Diabetes mellitus induced by PD-1 and PD-L1 inhibitors: description of pancreatic endocrine and exocrine phenotype
Programmed cell death-1 and programmed death ligand 1 (PD-1/PD-L1) inhibitors restore antitumor immunity, but many autoimmune side-effects have been described. Diabetes mellitus is a rare complication, and little data concerning its pathophysiology and phenotype have been published. This study aimed to describe both pancreatic endocrine and exocrine functions, immunological features and change in pancreas volume in subjects with diabetes mellitus induced by PD-1 and PD-L1 inhibitors.
We analyzed the data of six subjects treated with immunotherapy who presented acute diabetes.
There were five men and one woman. Median age was 67 years (range 55–83). Three subjects were treated with nivolumab, two with pembrolizumab and one with durvalumab. Median time to diabetes onset after immunotherapy initiation was 4 months (range 2–13). Four patients presented fulminant diabetes (FD); none of these had type 1 diabetes (T1D)-related autoantibodies, none of them had T1D or FD-very high-risk HLA class II profiles. The bi-hormonal endocrine and exocrine pancreatic failure previously reported for one FD patient was not found in other FD subjects, but glucagon response was blunted in another FD patient. Pancreas volume was decreased at diabetes onset in 2 FD patients, and all patients presented a subsequent decrease of pancreas volume during follow-up.
In the patients presented herein, immunotherapy-induced diabetes was not associated with T1D-related autoantibodies. The hormonal and morphological analysis of the pancreatic glands of these six cases contributes to the understanding of the underlying and probably heterogeneous mechanisms. There is a need to find biomarkers to identify patients at risk to develop these new forms of diabetes at early stages of the process to prevent ketoacidosis and to evaluate preventive strategies.
KeywordsDiabetes mellitus Fulminant diabetes Autoimmune diabetes Immune checkpoint inhibitors side-effects Immunotherapy Programmed cell death-1 Anti-PD-1 Programmed death ligand 1 Anti-PD-L1 Pancreas volume Beta-cell pancreatic function Alpha-cell pancreatic function Exocrine pancreatic function Mixed meal test
We thank Philip Robinson (DRCI, Hospices Civils de Lyon) for help in manuscript preparation.

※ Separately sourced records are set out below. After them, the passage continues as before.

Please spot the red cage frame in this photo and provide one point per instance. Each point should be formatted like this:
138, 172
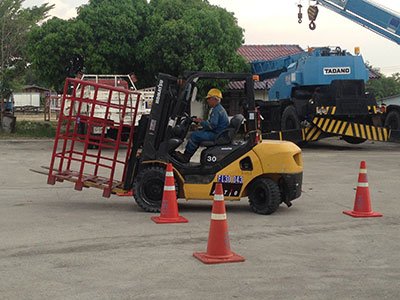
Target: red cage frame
72, 144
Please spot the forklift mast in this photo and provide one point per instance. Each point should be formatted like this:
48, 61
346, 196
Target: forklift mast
172, 102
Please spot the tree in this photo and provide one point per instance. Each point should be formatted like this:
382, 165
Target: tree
121, 36
53, 45
384, 86
105, 33
15, 24
190, 35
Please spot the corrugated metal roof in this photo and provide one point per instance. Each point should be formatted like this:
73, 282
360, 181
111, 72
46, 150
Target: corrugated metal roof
267, 52
258, 85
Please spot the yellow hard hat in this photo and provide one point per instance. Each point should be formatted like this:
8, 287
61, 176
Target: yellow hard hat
214, 93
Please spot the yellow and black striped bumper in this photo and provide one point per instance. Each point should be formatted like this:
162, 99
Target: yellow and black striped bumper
339, 127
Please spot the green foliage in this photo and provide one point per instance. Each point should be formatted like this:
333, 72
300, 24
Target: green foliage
15, 24
384, 86
53, 45
190, 35
121, 36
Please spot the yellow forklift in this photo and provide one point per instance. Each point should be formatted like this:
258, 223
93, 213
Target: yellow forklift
267, 172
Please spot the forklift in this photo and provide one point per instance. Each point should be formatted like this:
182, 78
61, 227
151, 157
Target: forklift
267, 172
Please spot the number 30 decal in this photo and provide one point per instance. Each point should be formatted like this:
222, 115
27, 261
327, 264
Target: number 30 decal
211, 158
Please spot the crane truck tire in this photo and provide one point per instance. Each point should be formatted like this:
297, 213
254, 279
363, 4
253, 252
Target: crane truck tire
289, 119
392, 120
264, 196
353, 140
149, 187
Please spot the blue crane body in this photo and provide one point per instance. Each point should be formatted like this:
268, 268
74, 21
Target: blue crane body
321, 92
368, 14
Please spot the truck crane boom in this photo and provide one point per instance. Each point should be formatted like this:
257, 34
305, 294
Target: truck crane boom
368, 14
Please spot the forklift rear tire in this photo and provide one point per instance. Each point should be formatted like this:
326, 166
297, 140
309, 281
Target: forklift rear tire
264, 196
149, 187
290, 120
392, 120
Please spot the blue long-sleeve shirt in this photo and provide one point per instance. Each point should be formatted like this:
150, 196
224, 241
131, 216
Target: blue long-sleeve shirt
217, 121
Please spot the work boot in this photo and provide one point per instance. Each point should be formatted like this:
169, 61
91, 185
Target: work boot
183, 157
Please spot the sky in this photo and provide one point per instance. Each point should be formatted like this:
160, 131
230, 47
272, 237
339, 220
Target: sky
275, 22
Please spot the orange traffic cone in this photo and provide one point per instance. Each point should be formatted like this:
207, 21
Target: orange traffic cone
169, 204
218, 248
362, 203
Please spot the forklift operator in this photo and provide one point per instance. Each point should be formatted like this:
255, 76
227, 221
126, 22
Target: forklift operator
218, 121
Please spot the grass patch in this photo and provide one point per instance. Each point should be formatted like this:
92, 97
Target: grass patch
32, 129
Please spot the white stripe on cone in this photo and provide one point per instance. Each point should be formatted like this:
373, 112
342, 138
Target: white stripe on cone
218, 217
219, 197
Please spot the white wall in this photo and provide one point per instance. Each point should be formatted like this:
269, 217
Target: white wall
26, 99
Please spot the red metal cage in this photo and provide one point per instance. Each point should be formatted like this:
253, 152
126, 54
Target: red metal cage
94, 135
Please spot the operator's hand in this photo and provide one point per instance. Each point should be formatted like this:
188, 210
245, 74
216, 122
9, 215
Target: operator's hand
197, 120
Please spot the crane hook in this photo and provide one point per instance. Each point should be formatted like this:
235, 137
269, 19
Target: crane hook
312, 16
300, 14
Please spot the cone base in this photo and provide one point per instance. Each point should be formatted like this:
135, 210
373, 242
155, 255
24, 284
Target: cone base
161, 220
206, 259
356, 214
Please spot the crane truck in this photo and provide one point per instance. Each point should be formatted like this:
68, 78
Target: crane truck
321, 92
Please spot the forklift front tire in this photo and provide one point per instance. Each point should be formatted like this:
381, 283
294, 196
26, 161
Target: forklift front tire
264, 196
149, 187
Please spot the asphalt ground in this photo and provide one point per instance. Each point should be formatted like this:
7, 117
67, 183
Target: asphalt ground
57, 243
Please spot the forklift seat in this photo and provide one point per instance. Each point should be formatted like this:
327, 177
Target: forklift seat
226, 136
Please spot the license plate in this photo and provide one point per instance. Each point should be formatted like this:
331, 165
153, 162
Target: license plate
97, 130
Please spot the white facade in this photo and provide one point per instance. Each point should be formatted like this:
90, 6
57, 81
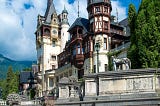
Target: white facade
104, 49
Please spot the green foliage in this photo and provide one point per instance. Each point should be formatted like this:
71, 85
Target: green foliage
32, 93
145, 35
10, 84
16, 65
27, 69
110, 54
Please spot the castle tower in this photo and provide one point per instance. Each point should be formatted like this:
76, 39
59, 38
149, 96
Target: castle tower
99, 17
47, 43
64, 28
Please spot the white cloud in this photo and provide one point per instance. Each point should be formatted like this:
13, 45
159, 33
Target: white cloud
18, 24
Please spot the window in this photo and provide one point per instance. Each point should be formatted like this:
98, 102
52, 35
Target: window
97, 9
105, 25
105, 9
53, 57
47, 31
53, 43
94, 67
106, 67
74, 50
53, 67
79, 49
51, 82
105, 43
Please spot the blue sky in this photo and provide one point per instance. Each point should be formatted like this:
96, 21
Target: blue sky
19, 19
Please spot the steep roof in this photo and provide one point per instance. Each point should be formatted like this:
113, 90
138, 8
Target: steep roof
50, 10
24, 76
81, 22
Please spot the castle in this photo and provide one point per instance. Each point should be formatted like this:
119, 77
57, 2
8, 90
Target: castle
79, 49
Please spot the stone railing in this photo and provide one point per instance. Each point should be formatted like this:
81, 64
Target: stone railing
118, 88
126, 45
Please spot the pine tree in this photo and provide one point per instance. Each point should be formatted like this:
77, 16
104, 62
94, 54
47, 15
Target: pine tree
145, 46
133, 51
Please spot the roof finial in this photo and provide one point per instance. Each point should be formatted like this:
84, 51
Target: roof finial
78, 8
117, 14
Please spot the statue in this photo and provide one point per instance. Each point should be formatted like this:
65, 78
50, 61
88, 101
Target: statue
120, 61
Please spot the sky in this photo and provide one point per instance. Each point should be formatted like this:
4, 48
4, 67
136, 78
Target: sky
18, 21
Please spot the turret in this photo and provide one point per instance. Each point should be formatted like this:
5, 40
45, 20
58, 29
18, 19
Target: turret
99, 17
64, 28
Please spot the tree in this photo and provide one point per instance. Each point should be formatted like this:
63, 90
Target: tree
10, 84
133, 50
145, 36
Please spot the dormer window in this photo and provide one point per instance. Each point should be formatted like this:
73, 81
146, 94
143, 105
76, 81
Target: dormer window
46, 31
53, 57
53, 43
97, 9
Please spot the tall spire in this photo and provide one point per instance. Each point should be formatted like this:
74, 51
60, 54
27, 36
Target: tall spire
50, 10
78, 8
117, 14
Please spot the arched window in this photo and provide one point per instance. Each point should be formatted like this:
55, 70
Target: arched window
74, 50
47, 31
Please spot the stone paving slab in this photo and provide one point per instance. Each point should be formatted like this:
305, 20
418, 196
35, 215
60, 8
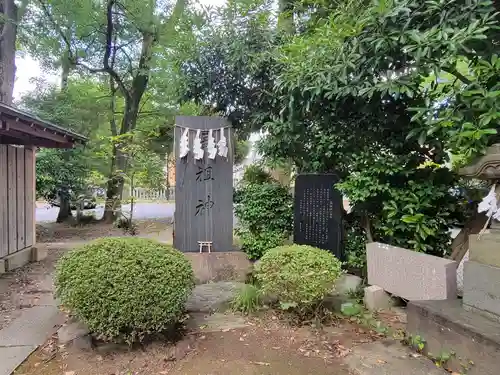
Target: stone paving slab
12, 357
32, 327
389, 357
200, 322
212, 297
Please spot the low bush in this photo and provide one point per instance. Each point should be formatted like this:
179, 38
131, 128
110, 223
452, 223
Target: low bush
256, 244
247, 300
298, 276
264, 210
125, 289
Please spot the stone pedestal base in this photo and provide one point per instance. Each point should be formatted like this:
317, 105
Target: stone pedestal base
481, 288
220, 266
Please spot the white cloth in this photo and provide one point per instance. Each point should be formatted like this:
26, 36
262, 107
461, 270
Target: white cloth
222, 144
184, 144
197, 149
211, 149
489, 204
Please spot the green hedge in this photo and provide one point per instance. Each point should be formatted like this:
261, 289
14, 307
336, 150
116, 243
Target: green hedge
297, 275
125, 289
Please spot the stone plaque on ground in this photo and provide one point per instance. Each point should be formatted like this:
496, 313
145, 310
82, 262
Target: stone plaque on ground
204, 185
318, 213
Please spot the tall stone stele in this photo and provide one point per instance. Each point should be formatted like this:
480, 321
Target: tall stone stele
482, 270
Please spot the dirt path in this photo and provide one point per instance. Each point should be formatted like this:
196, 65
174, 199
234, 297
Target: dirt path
264, 347
28, 286
255, 351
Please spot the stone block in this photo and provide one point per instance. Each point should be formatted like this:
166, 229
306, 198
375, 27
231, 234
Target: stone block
212, 297
39, 253
446, 327
220, 266
376, 298
481, 291
409, 274
18, 259
348, 283
485, 250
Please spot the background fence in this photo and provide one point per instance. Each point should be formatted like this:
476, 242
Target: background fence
152, 195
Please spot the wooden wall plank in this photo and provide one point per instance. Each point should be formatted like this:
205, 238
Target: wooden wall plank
21, 196
30, 196
4, 222
12, 197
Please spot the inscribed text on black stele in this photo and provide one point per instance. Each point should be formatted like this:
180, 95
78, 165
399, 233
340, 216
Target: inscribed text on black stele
318, 213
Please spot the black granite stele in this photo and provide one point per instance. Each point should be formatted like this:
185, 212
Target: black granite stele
318, 213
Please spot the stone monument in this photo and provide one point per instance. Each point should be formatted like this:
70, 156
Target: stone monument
203, 184
470, 328
318, 213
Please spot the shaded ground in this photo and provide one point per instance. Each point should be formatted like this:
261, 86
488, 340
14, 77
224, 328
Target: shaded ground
215, 345
28, 286
54, 232
142, 210
262, 347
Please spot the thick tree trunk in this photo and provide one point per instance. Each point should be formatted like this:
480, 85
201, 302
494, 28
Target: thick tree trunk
119, 165
285, 19
114, 188
8, 50
64, 208
65, 70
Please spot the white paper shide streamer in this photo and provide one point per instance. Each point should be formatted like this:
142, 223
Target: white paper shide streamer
222, 144
211, 149
489, 204
184, 144
197, 149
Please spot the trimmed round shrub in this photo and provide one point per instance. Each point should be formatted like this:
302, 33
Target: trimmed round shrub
125, 289
297, 275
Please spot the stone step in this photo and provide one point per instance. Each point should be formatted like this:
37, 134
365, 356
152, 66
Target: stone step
448, 328
481, 292
389, 357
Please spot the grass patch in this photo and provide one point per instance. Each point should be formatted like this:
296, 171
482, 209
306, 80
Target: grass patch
247, 300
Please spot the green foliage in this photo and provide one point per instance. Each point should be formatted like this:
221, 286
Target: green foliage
265, 214
255, 174
355, 248
60, 172
125, 289
298, 276
247, 300
225, 65
357, 313
241, 149
414, 212
255, 244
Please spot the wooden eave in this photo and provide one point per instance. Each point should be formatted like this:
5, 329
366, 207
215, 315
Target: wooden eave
21, 128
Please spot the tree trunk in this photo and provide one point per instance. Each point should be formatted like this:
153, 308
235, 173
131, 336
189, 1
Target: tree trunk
285, 17
8, 50
64, 208
114, 186
65, 70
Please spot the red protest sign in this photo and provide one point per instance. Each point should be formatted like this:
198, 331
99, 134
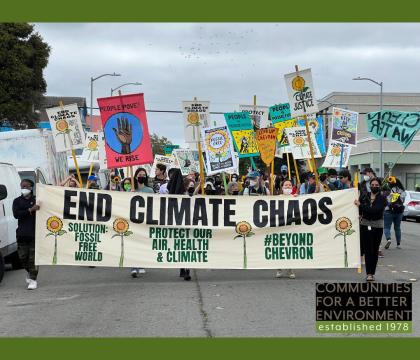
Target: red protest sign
127, 140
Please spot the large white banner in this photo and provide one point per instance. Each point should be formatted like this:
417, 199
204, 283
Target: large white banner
124, 229
300, 90
66, 126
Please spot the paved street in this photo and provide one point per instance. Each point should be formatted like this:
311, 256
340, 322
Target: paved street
97, 302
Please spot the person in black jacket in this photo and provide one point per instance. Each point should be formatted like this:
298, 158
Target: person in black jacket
371, 209
24, 209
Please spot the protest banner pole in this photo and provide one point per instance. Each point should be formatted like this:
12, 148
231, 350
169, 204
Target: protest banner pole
309, 141
73, 153
200, 157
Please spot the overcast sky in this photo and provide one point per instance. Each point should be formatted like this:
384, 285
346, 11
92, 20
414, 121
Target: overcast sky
226, 63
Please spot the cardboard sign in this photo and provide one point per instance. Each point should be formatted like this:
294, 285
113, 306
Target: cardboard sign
67, 128
243, 134
266, 139
344, 126
336, 153
125, 229
398, 126
186, 161
316, 125
258, 115
219, 149
196, 115
300, 90
127, 140
299, 144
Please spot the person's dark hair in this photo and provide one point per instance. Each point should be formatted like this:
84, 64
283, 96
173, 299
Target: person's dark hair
161, 167
29, 181
136, 174
332, 172
345, 173
176, 183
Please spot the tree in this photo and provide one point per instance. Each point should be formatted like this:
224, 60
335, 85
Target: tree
23, 57
158, 144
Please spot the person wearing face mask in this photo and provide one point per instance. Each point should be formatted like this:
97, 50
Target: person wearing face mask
142, 181
371, 210
256, 185
287, 189
24, 210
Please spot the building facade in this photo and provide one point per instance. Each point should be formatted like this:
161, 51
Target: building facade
366, 154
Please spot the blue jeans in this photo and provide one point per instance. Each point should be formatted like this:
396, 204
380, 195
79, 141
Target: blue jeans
390, 218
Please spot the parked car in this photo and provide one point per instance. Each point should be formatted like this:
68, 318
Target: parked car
9, 190
412, 206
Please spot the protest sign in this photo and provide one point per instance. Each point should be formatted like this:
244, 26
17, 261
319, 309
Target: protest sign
299, 144
66, 127
258, 115
124, 229
398, 126
266, 140
344, 126
186, 161
300, 90
243, 134
169, 148
196, 115
168, 161
91, 149
280, 112
219, 149
316, 125
337, 154
127, 140
281, 135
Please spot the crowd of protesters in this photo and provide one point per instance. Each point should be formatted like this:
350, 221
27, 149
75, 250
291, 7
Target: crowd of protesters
380, 203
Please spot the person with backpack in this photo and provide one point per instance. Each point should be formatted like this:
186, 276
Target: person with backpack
395, 194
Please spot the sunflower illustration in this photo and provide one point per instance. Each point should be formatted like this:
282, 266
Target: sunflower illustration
121, 227
55, 228
62, 127
344, 227
244, 230
298, 83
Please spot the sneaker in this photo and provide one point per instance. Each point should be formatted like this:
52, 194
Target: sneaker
291, 274
279, 274
32, 284
134, 273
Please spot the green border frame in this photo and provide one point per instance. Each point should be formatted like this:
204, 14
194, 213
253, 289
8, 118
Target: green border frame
211, 11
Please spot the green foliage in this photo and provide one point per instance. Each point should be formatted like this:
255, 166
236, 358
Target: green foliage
159, 143
23, 57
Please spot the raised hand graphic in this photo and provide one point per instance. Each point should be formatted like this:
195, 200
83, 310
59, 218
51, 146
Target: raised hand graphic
124, 134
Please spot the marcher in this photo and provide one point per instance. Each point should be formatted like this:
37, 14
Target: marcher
176, 186
395, 193
287, 190
371, 209
24, 210
345, 179
256, 185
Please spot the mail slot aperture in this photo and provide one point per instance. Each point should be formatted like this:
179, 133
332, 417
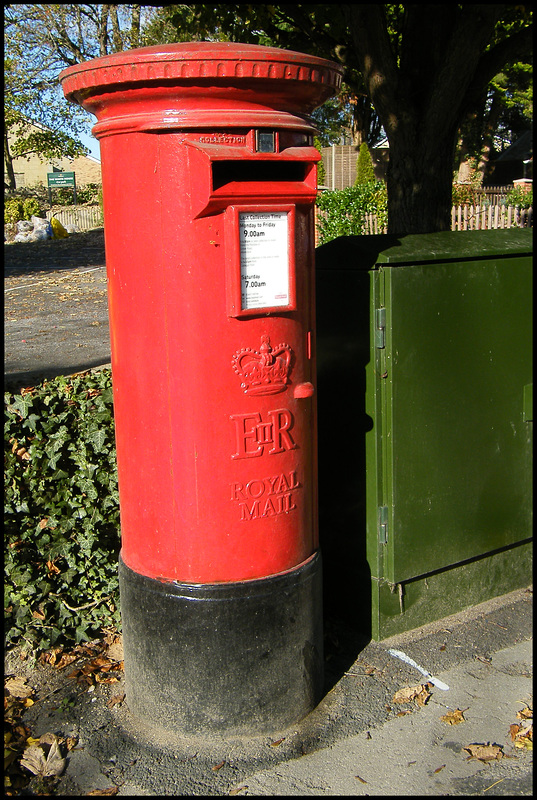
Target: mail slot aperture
252, 171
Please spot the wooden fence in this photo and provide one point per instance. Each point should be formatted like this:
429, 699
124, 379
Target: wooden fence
84, 218
473, 218
464, 218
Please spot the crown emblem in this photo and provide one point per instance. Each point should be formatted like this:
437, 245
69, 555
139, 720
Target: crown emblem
263, 371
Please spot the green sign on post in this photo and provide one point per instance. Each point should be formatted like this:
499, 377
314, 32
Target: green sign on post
60, 180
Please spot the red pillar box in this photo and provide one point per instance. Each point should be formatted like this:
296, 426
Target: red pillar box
209, 184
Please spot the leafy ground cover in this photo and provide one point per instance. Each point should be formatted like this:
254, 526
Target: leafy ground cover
61, 512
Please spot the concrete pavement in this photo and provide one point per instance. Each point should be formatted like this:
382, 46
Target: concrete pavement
357, 741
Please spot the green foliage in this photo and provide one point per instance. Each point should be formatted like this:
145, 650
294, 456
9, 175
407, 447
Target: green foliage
519, 197
17, 209
343, 212
61, 511
364, 166
321, 172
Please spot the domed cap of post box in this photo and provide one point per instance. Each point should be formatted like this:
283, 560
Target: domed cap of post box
200, 84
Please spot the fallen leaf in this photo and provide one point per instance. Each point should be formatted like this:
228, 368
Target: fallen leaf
419, 693
484, 752
115, 700
454, 717
48, 766
65, 660
18, 687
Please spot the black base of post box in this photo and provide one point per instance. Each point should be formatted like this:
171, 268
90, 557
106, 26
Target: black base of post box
229, 658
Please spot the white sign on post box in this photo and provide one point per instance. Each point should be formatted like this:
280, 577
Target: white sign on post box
264, 257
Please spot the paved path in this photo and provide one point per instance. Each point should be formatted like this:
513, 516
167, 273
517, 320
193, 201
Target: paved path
56, 313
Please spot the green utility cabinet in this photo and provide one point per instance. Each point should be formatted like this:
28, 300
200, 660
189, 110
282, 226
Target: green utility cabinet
424, 350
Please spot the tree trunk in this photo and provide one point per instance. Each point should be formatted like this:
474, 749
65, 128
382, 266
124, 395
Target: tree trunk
11, 183
419, 95
419, 180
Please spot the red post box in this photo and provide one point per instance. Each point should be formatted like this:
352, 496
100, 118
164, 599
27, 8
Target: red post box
209, 184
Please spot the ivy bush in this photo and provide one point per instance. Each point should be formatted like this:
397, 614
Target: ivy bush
61, 512
344, 211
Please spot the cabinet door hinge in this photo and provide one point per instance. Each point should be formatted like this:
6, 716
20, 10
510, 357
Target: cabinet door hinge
383, 524
380, 328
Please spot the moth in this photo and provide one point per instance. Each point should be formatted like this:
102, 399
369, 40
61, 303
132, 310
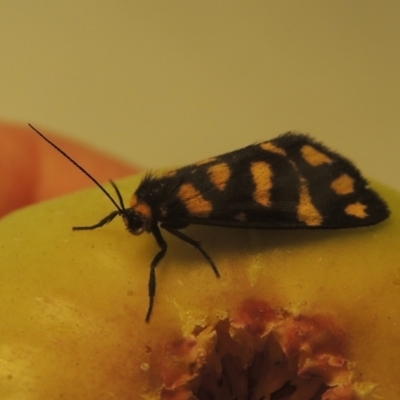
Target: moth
289, 182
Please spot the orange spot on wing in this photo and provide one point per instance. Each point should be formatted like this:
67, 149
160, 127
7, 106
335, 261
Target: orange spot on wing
268, 146
356, 210
262, 177
343, 185
306, 211
194, 201
206, 161
314, 157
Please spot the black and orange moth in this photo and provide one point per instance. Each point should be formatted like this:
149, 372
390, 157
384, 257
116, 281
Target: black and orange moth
289, 182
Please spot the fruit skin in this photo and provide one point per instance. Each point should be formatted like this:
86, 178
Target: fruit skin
73, 303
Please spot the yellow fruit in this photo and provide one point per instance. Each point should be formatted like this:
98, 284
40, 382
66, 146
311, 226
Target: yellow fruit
295, 315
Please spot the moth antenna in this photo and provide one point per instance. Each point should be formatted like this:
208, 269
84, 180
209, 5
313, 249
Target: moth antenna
121, 200
120, 209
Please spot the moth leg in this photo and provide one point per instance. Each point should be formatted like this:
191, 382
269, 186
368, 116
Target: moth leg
194, 243
104, 221
152, 277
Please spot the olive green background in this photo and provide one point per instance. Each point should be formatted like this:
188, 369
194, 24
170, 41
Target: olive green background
165, 83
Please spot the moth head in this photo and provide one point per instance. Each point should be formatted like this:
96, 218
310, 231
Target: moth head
135, 221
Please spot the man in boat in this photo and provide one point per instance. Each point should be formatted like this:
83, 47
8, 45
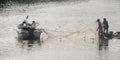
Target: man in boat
100, 28
23, 25
105, 25
34, 25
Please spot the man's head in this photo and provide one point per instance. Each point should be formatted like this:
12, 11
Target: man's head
33, 21
104, 19
98, 20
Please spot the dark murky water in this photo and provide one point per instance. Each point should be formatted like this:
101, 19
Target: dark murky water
60, 17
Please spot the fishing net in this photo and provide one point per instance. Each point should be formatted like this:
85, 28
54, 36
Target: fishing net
83, 35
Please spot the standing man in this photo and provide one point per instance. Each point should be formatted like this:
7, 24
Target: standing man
99, 29
105, 25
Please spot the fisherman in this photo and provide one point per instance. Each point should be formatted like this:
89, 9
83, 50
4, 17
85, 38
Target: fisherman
34, 25
23, 25
105, 25
99, 29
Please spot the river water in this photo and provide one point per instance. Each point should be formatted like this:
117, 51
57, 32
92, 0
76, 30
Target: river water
70, 27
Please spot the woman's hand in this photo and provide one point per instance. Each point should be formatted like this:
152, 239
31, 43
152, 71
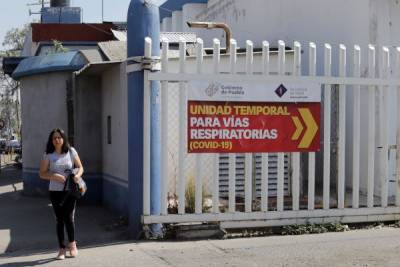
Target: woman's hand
59, 178
77, 178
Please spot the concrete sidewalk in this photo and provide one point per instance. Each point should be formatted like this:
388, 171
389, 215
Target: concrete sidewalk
27, 223
376, 247
27, 238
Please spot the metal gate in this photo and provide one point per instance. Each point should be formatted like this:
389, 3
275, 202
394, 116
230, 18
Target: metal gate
253, 190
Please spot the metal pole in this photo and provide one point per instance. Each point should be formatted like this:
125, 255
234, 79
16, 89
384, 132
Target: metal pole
143, 21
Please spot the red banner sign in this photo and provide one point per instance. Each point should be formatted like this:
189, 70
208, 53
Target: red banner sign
247, 127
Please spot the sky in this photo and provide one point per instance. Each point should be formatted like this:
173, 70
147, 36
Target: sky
15, 13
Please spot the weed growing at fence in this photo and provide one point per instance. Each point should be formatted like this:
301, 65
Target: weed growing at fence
313, 229
190, 196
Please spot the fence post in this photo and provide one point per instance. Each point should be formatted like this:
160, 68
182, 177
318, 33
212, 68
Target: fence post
248, 156
232, 157
397, 76
356, 128
182, 129
164, 129
296, 155
371, 128
199, 157
281, 156
384, 131
327, 126
311, 155
264, 156
139, 14
215, 201
342, 129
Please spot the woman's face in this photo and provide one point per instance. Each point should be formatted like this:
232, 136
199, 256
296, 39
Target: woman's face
58, 141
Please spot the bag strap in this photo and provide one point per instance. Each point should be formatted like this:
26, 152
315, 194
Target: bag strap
73, 163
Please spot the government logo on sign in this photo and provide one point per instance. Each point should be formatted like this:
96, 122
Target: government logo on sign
281, 90
212, 89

LM and CT collected clinical data and wrote the manuscript. LM, SR, JV, CCA and CT were clinicians in charge of managing patients’ endocrinopathies. AT analyzed the evolution of pancreas volume. NF tested autoantibodies. KC tested glucagon and C-peptide levels. SD analyzed the data, reviewed/edited the manuscript and contributed to the discussion. All authors gave final approval of the version to be published. CT is the guarantor of this work and, as such, had full access to all the data in the study and takes responsibility for the integrity of the data and the accuracy of the data analysis.
Compliance with ethical standards
Conflict of interest
The authors declare that there is no duality of interest associated with this manuscript.
Research involving human participants and/or animals
All procedures followed were in accordance with the ethical standards of the responsible committee on human experimentation (institutional and national) and with the Helsinki Declaration of 1975, as revised in 2008.
Informed consent was obtained from all patients for being included in the study.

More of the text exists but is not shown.